Joseph A. Rouleau, C.C., G.O.Q.

Montréal, Quebec

Joseph Rouleau contributes to the development of the world of music and lyrics at both the national and international levels. A renowned bass and professor emeritus in the department of music at the Université du Québec à Montréal (UQAM), he has been the president of Jeunesses Musicales du Canada for over 20 years. He played a fundamental role in both revitalizing the organization and in its remarkable expansion from one end of the country to the other. His dedication allows young people in particular to access musical culture in remote regions and urban centres. He also helps talented young musicians and composers build their careers here in Canada and abroad. As co-founder of the Montreal International Musical Competition, he strives to discover and support great young talents from around the world.

This is a promotion within the Order.

The Honourable Michael H. Wilson, P.C., C.C.

Toronto, Ontario

Throughout Canada and beyond, Michael Wilson has championed understanding, acceptance and support for those with mental illness. A highly respected advocate, he has raised awareness, at both the corporate and community levels throughout North America, of the social and economic costs of mental illness. He has participated in various mental health round tables and forums, and has long supported the Centre for Addiction and Mental Health and its Foundation. As our ambassador to the United States, he was highly respected for promoting and protecting Canada's interests on the international stage. Now a senior executive in the banking industry, he continues to contribute to the public good as a committed volunteer.

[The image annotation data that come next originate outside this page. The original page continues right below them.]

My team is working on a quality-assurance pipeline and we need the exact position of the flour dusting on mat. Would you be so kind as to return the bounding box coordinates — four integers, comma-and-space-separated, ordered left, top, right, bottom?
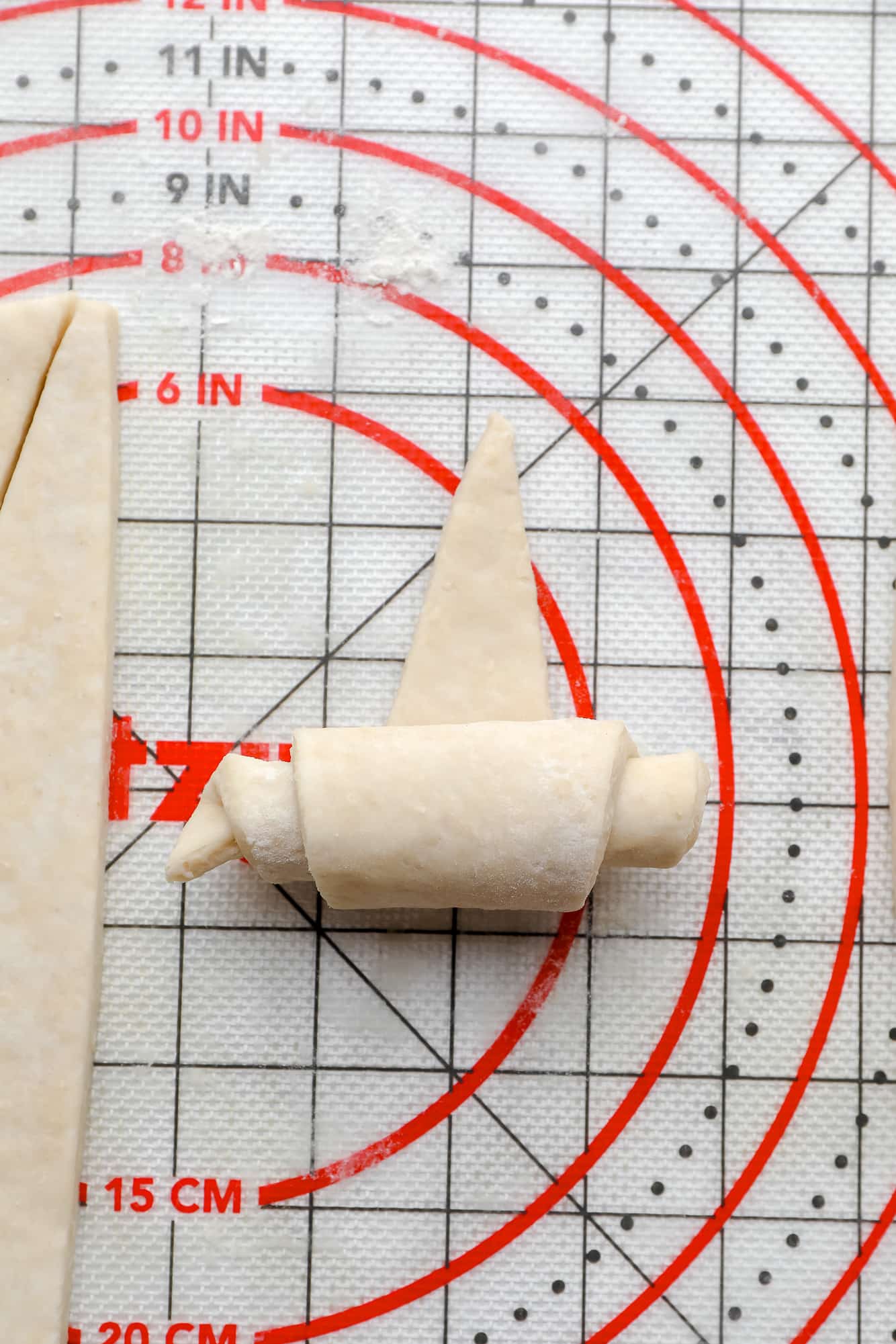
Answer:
347, 206, 451, 326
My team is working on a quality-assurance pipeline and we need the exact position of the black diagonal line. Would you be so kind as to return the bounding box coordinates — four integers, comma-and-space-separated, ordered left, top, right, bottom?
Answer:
520, 154, 862, 477
275, 883, 704, 1340
106, 821, 156, 872
111, 710, 177, 780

This is a promotion within the Order.


Established in 1967 by Her Majesty Queen Elizabeth II, the Order of Canada is the centrepiece of the Canadian Honours System, and recognizes a lifetime of outstanding achievement, dedication to the community and service to the nation. The Order recognizes people in all sectors of Canadian society. Their contributions are varied, yet they have all enriched the lives of others and made a difference to this country.

Motto and Levels

The Order of Canada's motto is DESIDERANTES MELIOREM PATRIAM (They desire a better country). Her Majesty The Queen is the Sovereign of the Order, and the governor general is the chancellor and Principal Companion of the Order.

Companion – Post-nominal: C.C.

Recognizes a lifetime of outstanding achievement and merit of the highest degree, especially in service to Canada or to humanity at large

Officer – Post-nominal: O.C.

Recognizes a lifetime of achievement and merit of a high degree, especially in service to Canada or to humanity at large

Member – Post-nominal: C.M.

Recognizes a lifetime of distinguished service in or to a particular community, group or field of activity

Insignia Description

The insignia of the Order is a stylized snowflake of six points, with a red annulus at its centre, which bears a stylized maple leaf circumscribed with the motto of the Order, DESIDERANTES MELIOREM PATRIAM (They desire a better country), surmounted by St. Edward's Crown.


All Canadians are eligible for the Order of Canada, with the exception of federal and provincial politicians and judges while in office. The Order's constitution permits non-Canadians to be considered for honorary appointments. They may be considered for outstanding achievement that reflects honour on Canada and/or lifetime contributions to humanity at large. There are no posthumous appointments.

Officers and Members may be elevated within the Order in recognition of further achievement, based on continued exceptional or extraordinary service to Canada. Usually, promotions are considered five years after the first appointment.


Any person or group is welcome to nominate a deserving individual as a candidate for appointment to the Order of Canada. Appointments are made on the recommendations of the Advisory Council for the Order of Canada, an independent council chaired by the chief justice of Canada. Members of the Advisory Council on the Order of Canada reflect the diversity and excellence in Canadian society. Certain members are appointed by virtue of their office; others are appointed for a fixed term to achieve a balanced representation of the various regions of the country.